Applications of nanotechnology continue to fuel significant innovations in areas ranging from electronics, microcomputing, and biotechnology to medicine, consumer supplies, aerospace, and energy production. As progress in nanoscale science and engineering leads to the continued development of advanced materials and new devices, improved methods of modeling and simulation are required to achieve a more robust quantitative understanding of matter at the nanoscale.
Computational Nanotechnology: Modeling and Applications with MATLAB® provides expert insights into current and emerging methods, opportunities, and challenges associated with the computational techniques involved in nanoscale research. Written by, and for, those working in the interdisciplinary fields that comprise nanotechnology—including engineering, physics, chemistry, biology, and medicine—this book covers a broad spectrum of technical information, research ideas, and practical knowledge. It presents an introduction to computational methods in nanotechnology, including a closer look at the theory and modeling of two important nanoscale systems: molecular magnets and semiconductor quantum dots.
Topics covered include:
- Modeling of nanoparticles and complex nano and MEMS systems
- Theory associated with micromagnetics
- Surface modeling of thin films
- Computational techniques used to validate hypotheses that may not be accessible through traditional experimentation
- Simulation methods for various nanotubes and modeling of carbon nanotube and silicon nanowire transistors
In regard to applications of computational nanotechnology in biology, contributors describe tracking of nanoscale structures in cells, effects of various forces on cellular behavior, and use of protein-coated gold nanoparticles to better understand protein-associated nanomaterials.
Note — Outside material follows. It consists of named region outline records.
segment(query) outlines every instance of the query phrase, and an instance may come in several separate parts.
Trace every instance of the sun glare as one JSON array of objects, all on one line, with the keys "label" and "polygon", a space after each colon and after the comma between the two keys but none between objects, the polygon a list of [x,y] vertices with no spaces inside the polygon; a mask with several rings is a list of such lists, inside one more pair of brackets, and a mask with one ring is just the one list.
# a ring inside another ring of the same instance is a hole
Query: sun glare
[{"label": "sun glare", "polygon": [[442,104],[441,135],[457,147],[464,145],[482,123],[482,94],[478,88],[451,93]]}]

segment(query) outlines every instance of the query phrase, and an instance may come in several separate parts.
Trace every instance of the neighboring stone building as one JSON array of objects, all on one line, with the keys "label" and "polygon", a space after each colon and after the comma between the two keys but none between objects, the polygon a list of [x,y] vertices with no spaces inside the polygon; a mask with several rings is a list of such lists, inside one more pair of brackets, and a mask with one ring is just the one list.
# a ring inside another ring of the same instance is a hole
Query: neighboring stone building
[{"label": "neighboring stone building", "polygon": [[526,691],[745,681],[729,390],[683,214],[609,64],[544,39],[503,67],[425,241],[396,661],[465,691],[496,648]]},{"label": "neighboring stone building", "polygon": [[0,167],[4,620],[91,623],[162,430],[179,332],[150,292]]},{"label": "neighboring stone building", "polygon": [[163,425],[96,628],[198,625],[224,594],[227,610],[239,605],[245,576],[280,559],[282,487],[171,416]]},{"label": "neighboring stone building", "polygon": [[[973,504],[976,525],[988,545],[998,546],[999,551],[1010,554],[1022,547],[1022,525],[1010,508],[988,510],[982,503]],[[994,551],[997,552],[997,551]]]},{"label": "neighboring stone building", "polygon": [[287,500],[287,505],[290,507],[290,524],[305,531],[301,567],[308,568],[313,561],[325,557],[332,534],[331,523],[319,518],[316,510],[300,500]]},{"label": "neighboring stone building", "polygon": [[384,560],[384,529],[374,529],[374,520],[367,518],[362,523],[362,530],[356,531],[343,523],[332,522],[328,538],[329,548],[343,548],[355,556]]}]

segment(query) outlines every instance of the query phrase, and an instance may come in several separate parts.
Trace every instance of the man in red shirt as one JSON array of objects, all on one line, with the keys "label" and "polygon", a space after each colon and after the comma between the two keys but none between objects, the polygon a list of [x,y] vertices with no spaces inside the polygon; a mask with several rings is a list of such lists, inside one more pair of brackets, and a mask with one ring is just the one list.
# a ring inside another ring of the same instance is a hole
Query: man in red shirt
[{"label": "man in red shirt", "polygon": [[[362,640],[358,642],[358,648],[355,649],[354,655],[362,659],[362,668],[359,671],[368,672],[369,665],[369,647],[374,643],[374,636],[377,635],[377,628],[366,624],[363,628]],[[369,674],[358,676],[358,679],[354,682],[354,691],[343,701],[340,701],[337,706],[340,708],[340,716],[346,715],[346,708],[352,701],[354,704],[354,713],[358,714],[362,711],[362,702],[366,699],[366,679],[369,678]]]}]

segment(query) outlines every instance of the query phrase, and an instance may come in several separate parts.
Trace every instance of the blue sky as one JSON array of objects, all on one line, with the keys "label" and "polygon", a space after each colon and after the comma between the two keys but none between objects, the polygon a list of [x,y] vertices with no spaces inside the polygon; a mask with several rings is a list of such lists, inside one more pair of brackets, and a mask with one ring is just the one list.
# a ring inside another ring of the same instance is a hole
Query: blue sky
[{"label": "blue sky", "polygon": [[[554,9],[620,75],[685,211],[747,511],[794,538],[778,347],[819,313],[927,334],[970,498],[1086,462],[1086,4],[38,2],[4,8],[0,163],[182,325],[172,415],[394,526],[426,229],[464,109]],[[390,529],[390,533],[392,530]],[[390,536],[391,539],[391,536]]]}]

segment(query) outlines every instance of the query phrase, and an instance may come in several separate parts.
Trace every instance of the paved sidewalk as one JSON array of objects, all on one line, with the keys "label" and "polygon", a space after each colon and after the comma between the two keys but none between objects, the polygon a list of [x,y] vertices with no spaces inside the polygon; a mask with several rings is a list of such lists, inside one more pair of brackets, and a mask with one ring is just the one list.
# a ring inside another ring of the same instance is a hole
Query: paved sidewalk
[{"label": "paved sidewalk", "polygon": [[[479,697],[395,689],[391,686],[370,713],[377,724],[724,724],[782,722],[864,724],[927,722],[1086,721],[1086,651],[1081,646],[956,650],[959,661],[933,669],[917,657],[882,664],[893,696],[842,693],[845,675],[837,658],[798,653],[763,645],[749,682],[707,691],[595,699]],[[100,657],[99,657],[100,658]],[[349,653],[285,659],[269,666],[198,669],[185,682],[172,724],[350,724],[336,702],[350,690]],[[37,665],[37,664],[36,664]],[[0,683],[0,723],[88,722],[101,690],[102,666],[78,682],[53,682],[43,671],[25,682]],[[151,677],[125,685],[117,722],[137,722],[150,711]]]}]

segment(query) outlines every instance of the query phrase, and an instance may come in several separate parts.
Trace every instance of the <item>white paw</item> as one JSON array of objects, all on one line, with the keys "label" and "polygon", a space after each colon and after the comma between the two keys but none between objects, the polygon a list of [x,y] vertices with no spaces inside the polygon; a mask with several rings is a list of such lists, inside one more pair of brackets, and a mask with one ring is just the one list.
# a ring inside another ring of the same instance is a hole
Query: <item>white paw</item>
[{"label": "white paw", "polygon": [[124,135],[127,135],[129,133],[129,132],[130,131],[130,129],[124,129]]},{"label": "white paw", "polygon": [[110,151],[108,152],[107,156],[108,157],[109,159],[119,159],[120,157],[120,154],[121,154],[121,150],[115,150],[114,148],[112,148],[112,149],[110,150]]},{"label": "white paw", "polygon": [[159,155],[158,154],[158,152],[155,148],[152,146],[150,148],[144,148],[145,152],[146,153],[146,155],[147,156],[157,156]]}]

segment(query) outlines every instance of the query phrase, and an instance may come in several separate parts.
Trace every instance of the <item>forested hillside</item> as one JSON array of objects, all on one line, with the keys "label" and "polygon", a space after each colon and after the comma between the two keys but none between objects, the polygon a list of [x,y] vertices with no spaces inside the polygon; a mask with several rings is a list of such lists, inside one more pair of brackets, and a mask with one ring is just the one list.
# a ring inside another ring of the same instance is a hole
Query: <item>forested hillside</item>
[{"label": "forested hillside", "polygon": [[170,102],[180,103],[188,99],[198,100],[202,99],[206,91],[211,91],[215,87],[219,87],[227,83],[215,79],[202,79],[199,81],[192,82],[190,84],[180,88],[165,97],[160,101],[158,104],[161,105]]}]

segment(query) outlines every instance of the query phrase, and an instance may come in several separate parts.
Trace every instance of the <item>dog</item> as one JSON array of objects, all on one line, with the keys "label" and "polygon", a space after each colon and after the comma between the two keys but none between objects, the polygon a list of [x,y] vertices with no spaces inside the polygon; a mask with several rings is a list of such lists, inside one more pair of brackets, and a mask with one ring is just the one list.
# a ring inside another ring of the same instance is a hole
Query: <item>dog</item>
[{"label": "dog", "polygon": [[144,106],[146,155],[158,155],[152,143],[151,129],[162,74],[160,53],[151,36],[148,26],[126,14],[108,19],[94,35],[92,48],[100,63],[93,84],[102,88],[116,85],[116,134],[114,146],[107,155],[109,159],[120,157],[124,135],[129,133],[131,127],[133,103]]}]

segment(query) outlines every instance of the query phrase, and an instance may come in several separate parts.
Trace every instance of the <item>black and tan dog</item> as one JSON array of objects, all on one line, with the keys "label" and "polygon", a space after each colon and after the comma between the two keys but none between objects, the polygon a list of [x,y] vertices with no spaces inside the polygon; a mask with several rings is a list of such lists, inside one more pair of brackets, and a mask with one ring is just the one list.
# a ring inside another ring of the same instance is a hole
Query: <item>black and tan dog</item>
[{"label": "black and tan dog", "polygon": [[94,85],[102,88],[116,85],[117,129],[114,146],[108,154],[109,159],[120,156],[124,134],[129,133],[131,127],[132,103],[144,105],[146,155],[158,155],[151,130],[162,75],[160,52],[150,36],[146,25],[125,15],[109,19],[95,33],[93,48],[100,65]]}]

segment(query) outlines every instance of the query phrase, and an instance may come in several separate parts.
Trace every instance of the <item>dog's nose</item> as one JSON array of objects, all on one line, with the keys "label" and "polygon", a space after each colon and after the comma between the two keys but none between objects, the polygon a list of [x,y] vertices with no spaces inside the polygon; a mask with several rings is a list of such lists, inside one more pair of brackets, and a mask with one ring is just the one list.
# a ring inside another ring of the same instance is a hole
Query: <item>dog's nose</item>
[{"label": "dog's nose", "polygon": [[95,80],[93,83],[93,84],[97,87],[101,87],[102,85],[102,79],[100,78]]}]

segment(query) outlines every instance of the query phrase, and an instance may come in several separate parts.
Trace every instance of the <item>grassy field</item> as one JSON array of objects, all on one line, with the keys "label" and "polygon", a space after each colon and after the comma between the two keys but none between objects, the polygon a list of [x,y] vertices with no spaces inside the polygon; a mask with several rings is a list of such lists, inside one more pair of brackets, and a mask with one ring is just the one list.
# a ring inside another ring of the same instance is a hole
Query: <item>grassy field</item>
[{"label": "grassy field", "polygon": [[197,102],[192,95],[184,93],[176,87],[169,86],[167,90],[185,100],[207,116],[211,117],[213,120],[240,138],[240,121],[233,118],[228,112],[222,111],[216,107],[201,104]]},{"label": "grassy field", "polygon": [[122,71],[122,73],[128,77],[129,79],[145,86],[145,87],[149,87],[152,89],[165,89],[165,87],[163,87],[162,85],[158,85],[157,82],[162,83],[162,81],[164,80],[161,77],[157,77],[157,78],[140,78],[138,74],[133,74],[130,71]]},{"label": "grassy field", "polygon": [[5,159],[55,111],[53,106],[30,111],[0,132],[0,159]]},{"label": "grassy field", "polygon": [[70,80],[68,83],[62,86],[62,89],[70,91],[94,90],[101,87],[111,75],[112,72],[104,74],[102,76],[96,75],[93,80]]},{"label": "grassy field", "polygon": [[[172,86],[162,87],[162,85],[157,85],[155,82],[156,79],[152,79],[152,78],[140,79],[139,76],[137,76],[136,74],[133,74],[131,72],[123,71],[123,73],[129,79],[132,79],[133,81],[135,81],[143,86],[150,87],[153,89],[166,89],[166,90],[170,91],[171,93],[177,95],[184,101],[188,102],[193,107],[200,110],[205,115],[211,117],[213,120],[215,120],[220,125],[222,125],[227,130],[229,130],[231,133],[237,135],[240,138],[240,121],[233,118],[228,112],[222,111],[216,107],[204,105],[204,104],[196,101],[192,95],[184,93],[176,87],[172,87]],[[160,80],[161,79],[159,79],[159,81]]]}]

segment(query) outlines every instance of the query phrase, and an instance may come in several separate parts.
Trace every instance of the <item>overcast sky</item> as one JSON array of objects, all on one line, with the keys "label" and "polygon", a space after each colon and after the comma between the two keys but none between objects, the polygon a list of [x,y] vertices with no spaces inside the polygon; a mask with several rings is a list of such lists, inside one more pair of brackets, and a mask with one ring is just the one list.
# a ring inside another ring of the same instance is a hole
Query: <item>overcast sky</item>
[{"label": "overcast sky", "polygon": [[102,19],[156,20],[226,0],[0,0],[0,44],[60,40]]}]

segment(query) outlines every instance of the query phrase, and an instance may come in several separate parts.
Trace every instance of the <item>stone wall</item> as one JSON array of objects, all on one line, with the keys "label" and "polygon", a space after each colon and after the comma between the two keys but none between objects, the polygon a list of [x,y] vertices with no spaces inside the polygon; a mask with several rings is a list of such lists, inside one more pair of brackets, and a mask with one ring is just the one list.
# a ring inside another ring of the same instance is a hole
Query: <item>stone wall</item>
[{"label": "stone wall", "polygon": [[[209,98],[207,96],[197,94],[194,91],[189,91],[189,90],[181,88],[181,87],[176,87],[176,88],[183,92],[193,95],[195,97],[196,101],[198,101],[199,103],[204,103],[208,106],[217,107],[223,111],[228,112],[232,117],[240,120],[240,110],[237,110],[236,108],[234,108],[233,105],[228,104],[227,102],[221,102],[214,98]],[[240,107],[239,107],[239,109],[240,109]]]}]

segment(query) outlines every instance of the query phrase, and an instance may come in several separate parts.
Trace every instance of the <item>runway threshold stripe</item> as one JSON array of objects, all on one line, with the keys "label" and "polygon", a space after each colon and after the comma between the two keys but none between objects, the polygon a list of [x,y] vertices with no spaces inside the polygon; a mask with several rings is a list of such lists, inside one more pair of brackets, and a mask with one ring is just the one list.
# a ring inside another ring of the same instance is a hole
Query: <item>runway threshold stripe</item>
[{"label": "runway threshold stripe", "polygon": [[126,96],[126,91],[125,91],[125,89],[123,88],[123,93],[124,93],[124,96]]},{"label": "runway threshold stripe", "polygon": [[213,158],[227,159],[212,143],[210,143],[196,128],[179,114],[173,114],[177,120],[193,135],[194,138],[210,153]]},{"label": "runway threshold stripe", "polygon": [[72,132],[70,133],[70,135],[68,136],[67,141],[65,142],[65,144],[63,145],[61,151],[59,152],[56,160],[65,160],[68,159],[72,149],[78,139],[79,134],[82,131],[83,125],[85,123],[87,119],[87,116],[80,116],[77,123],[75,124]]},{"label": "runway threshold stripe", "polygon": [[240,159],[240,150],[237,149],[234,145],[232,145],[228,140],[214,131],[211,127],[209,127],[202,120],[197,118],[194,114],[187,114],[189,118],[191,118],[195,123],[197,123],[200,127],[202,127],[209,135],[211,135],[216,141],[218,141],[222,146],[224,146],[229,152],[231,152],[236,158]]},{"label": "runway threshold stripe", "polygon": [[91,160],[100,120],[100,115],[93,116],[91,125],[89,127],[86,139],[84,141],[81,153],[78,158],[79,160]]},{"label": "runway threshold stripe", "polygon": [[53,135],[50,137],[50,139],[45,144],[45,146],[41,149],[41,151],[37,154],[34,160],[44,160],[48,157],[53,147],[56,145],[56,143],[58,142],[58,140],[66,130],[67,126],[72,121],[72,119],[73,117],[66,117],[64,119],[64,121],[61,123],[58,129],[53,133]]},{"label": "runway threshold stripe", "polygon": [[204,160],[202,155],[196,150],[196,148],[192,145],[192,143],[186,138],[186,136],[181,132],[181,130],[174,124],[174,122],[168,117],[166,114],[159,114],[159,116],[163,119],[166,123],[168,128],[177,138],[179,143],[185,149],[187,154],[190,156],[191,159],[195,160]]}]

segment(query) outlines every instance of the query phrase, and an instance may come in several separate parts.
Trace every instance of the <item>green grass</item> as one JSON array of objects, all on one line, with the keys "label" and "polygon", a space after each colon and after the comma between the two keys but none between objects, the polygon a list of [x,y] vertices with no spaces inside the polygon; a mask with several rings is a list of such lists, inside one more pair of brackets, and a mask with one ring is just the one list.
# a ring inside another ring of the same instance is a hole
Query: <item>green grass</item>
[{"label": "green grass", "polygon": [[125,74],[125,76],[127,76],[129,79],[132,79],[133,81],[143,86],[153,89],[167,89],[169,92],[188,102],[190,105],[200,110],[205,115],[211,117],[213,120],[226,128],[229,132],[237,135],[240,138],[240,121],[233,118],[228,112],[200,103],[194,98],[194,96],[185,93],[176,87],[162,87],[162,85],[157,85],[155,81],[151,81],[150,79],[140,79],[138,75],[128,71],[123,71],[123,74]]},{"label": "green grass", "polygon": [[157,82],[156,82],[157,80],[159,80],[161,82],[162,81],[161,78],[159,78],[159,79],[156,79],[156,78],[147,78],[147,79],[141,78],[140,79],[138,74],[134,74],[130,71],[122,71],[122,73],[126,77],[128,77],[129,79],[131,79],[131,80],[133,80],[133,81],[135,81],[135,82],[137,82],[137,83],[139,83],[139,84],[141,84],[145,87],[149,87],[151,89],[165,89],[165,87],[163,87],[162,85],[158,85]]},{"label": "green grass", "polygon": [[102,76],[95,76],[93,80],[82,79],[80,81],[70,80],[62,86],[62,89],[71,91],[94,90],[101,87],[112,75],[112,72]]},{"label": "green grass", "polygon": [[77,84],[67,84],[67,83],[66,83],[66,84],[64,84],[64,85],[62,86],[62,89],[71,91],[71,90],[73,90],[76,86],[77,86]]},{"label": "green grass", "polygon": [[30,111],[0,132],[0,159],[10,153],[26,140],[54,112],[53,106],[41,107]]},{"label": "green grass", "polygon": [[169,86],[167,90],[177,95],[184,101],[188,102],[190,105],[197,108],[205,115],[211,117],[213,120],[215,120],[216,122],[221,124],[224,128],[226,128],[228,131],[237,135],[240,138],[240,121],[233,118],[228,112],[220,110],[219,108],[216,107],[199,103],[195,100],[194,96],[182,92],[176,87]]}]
Emphasizing the importance of MATLAB for biological simulations in nanomedicine, this wide-ranging survey of computational nanotechnology concludes by discussing future directions in the field, highlighting the importance of the algorithms, modeling software, and computational tools in the development of efficient nanoscale systems.
Table of Contents
Introduction to Computational Methods in Nanotechnology, O. Ciftja and S.M. Musa
Computational Modeling of Nanoparticles, U. Riaz and S.M. Ashraf
Micromagnetics: Finite Element Analysis of Nano- Sized Magnetic Materials Using MATLAB®, S.-L. Chin and T. Flack
System-Level Modeling of N/MEMS, J.V. Clark
Numerical Integrator for Continuum Equations of Surface Growth and Erosion, A. Keller, S. Facsko, and R. Cuerno
Configuration Optimizations and Photophysics Simulations of Single-Wall Nanotubes of Carbon, Silicon-Carbide, and Carbon-Nitride, W.-D. Cheng, C.-S. Lin, G.-L. Chai, and S.-P. Huang
MATLAB® Applications in Behavior Analysis of Systems Consisting of Carbon Nanotubes through Molecular Dynamics Simulation, M. Foroutan and S. Khoee
Device and Circuit Modeling of Nano-CMOS, M.L.P. Tan, D.C.Y. Chek, and V.K. Arora
Computational and Experimental Approaches to Cellular and Subcellular Tracking at the Nanoscale, Z. Al-Rekabi, D. Tremblay, K. Haase, R.L. Leask, and A.E. Pelling
Computational Simulations of Nanoindentation and Nanoscratch, C.-D. Wu, T.-H. Fang, and J.-F. Lin
Modeling of Reversible Protein Conjugation on Nanoscale Surface, K. Yokoyama
Computational Technology in Nanomedicine, V. Wiwanitkit
Future Directions: Opportunities and Challenges, G.C. Giakos
Appendix A: Material and Physical Constants
Appendix B: Symbols and Formulas
Appendix C: MATLAB®
Sarhan Musa received his Ph.D. in electrical engineering in 2001 from City University of New York. He is currently an associate professor in the engineering technology department of Prairie View A&M University, Texas. From 2009 to 2010, Dr. Musa was a visiting professor in the department of electrical computer engineering and also worked in the Nanoelectronic Systems Laboratory (NSL) at Rice University, Texas. His research interests include computational methods in nanotechnology, numerical modeling of electromagnetic systems, and computer communication networks. He currently serves on the Editorial Board of Journal of Modern Applied Science, and he is a senior member of the Institute of Electrical and Electronics Engineers (IEEE). He is also a 2010 Boeing Welliver Fellow.